Closed wangdi9 closed 1 year ago

wangdi9 commented 1 year ago

now,I have 4 Tesla T4 GPU(every one is 16G),when I run video_inpaintint.py to object removal in my video(1440x720),but report cuda memory error,only one GPU is used.

RuntimeError: CUDA out of memory. Tried to allocate 6.95 GiB (GPU 0; 14.76 GiB total capacity; 9.42 GiB already allocated; 2.78 GiB free; 10.66 GiB reserved in total by PyTorch) If reserved memory is >> allocated memory try setting max_split_size_mb to avoid fragmentation. See documentation for Memory Management and PYTORCH_CUDA_ALLOC_CONF

so how to use my all 4 GPUs?,(I hope not change the image size)

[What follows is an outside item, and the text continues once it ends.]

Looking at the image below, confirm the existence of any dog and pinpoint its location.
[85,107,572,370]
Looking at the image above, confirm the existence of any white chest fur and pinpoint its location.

Originally posted by @wangdi9 in https://github.com/hitachinsk/FGT/issues/23#issuecomment-1366292013

hitachinsk commented 1 year ago

Currently, we don't implement the inference processing on multiple GPUs, maybe I will implement this function in the future. If you want to run the inference codes on the videos with large resolution. I provided some suggestions in #23. The keypoint is that you should reduce the frame number in the attention process. Such operation makes FGT feasible to process videos with larger resolution but the performance will degrade.

Btw, I recommend our another video inpainting project ISVI. This video inpainting algorithm could process videos with larger resolution (up to 4K).

wangdi9 commented 1 year ago

Thank for your kind and quick help! solved a big puzzle for me.I understand. Thanks again!